With thousands of reports of violent crime across Bolton in the last year, authorities are set to put millions of pounds into finding a solution. SEAMUS MCDONNELL reports on the new taskforce set to battle knife crime in the borough.

POLICE in Bolton have received more than 12,000 reports of violent crime in the last year.

This includes everything from minor fights to serious assaults, with a number of recent incidents involving knife crime.

Pressure is piling on authorities to tackle this issue and now police and council teams are set to invest £8m into a solution.

The Violence Reduction Unit is made up of specialists from a range of backgrounds and will focus on working to stop violent incidents, especially involving young people.

There will also be increased cash for police officers to target transport routes, town centres, emergency departments.

GMP superintendent Chris Downey praised the investment, saying it would help police across the region to crackdown on the kinds of violent incidents which have recently made the news.

“The creation of a Greater Manchester-wide violence reduction unit is a fantastic opportunity to build on our successful partnership working and problem-solving responses across Greater Manchester,” he said.

“Teamwork is required to address the causes of violent crime, and this will come through partnerships with GMP officers, youth services, education and more.

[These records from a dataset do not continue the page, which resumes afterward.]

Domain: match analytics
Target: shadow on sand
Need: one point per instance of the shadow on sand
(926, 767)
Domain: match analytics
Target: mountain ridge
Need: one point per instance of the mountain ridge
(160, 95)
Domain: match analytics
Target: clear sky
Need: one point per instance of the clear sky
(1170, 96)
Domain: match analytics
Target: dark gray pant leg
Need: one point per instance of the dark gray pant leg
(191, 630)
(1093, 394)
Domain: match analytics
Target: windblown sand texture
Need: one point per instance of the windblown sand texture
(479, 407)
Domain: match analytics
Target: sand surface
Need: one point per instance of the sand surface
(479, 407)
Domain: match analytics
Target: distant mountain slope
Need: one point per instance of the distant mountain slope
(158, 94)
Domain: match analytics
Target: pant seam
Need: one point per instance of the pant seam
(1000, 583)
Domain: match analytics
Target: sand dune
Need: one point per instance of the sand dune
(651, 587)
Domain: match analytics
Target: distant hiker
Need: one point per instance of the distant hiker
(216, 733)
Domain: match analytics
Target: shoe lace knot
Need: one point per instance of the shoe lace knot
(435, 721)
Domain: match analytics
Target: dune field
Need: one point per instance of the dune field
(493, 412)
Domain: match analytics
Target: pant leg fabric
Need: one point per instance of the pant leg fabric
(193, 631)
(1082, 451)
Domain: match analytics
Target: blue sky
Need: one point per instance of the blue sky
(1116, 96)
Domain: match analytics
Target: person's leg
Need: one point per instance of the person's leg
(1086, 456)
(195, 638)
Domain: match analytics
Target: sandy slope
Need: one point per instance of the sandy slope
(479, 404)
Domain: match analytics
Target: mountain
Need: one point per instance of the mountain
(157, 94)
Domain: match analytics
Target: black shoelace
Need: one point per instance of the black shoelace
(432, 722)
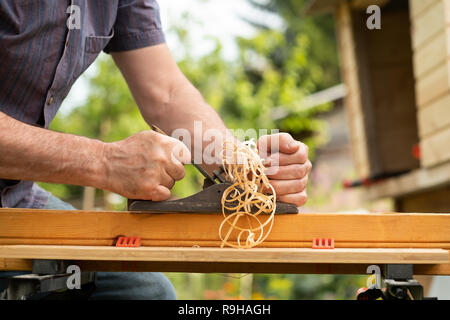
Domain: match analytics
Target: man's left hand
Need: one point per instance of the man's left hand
(287, 166)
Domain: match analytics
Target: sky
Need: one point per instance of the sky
(218, 18)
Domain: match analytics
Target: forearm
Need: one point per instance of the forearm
(36, 154)
(164, 95)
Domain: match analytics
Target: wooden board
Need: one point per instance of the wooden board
(436, 148)
(352, 79)
(434, 117)
(428, 24)
(432, 54)
(50, 227)
(434, 85)
(420, 180)
(207, 260)
(218, 255)
(418, 7)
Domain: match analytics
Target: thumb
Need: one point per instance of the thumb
(160, 193)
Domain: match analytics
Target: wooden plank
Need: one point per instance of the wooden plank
(432, 86)
(351, 78)
(419, 180)
(257, 255)
(419, 6)
(434, 117)
(435, 149)
(436, 200)
(28, 226)
(227, 267)
(432, 54)
(363, 4)
(428, 25)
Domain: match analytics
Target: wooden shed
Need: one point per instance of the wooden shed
(398, 97)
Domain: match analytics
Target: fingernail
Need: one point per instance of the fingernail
(293, 145)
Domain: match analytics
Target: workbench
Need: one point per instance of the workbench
(173, 242)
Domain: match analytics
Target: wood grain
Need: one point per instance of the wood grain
(381, 230)
(256, 255)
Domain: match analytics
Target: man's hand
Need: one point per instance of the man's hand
(145, 166)
(287, 168)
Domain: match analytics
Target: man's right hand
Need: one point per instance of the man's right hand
(145, 166)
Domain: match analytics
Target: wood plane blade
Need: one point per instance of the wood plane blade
(206, 201)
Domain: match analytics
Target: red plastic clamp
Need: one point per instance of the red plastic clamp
(323, 243)
(128, 242)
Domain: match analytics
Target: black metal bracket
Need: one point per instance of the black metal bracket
(400, 285)
(47, 276)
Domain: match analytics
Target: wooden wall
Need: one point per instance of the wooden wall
(377, 68)
(430, 29)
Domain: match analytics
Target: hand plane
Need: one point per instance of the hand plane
(209, 200)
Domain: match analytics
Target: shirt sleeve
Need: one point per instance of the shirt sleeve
(137, 25)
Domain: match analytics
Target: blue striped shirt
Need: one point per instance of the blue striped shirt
(45, 45)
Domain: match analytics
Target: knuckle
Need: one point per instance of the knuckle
(299, 171)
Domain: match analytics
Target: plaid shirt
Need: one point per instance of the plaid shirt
(45, 45)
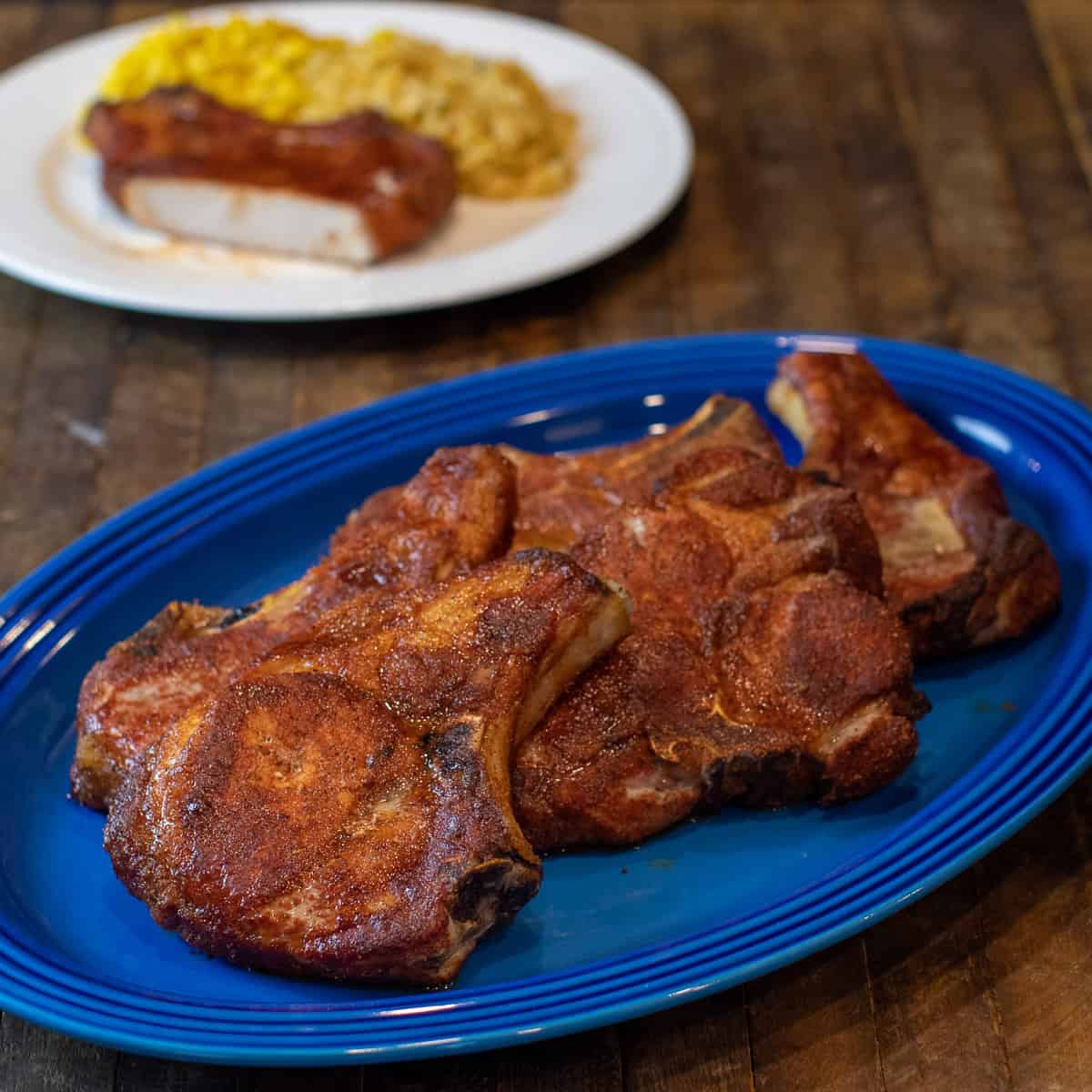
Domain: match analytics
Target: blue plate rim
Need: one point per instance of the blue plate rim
(1047, 779)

“The key to this is the sharing of information and working together with communities to decide the right way forward.

“For many that will be about enforcement and prosecution. For many that is going to be interventions and diversions.

“It requires each of us to ask ourselves ‘what is the cause and what do we have to do to prevent it?’.

“In most cases, the answer does not sit solely with the police, hence the need for us to work together with local partners.”

As well as spending on the Violence Reduction Unit, more cash is set to be made available for authorities to run ‘test purchases’ to make sure shops are not selling blades or other weapons illegally.

In addition, the unit is bringing in academics from Manchester Metropolitan University to map out incidents across Greater Manchester.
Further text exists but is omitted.